Patients with unexplained low blood counts often have abnormally mutated cells that are typical of blood cancers, such as myelodysplastic syndromes (MDS) or acute myelogenous leukemia (AML). Researchers recently reported this in the journal Blood. They suggest to describe these patients as having clonal cytopenias of undetermined significance (CCUS).
Brain Kwok and colleagues performed a prospective study to examine the frequency and type of mutations encountered in 144 patients with unexplained cytopenias. 15 per cent of these patients had idiopathic cytopenias of undetermined significance (ICUS) with some evidence of dysplasia, and 69 per cent had ICUS with no dysplasia. In total, 35 per cent of ICUS patients carried a somatic mutation or chromosomal abnormality indicative of clonal hematopoiesis.

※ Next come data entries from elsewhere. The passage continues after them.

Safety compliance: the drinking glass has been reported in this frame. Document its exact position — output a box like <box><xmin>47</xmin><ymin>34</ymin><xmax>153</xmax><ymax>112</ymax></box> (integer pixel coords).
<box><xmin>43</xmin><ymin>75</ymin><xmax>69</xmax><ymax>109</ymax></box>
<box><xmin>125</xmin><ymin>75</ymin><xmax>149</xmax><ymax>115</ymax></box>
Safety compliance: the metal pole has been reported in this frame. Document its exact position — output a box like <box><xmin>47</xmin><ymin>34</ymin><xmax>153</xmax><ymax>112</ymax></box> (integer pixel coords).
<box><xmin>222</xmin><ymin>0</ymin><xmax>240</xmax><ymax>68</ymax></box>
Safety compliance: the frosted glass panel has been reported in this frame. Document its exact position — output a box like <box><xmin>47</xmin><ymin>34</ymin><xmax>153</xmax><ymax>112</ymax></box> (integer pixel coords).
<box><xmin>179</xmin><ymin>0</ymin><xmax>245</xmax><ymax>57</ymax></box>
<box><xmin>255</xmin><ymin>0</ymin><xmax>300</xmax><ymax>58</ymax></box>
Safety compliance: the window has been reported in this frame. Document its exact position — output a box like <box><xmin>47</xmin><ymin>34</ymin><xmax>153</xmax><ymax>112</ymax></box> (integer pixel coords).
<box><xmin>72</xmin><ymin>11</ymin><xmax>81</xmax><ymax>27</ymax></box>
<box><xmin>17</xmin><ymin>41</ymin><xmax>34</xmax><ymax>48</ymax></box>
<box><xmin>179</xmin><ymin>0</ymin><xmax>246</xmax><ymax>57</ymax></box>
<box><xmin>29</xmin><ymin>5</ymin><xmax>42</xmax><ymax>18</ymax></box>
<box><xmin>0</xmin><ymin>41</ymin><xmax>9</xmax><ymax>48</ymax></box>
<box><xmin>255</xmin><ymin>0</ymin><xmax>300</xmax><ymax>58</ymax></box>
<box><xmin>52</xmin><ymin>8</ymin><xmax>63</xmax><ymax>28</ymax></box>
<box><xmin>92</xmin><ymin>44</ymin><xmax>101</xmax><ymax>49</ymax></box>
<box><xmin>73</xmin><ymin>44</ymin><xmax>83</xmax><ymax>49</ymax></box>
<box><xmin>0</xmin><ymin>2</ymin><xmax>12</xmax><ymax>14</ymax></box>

These results were validated in a cohort of 91 lower-risk MDS and 249 ICUS cases. Mutations were found in 79 per cent with MDS, 45 per cent in ICUS with dysplasia and 17 per cent in ICUS without dysplasia. The spectrum of mutated genes was in ICUS-cases mostly similar to the spectrum in MDS. The researchers suggest to describe the patients with ICUS who have these mutation as having CCUS. Clinical and mutational features are similar in these groups and may have diagnostic utility once outcomes in CCUS patients are better understood, according to the researchers.
'We don't know to what extent patients who have low blood counts and mutations are at increased risk of developing an overt malignancy,' said Rafael Bejar, hematologist and senior author of the study. 'We hope that by defining CCUS, future studies will follow these patients to learn what these mutations mean for their future as their genetically abnormal cells may represent early stages of subsequent blood cancers.' Bejar describes the mutated cells in CCUS patients as "polyps" of the bone marrow. Just as polyps detected in colonoscopies represent growths capable of evolving into cancers, the mutated blood cells in CCUS patients may be the precursors to cancers of the blood like MDS and AML.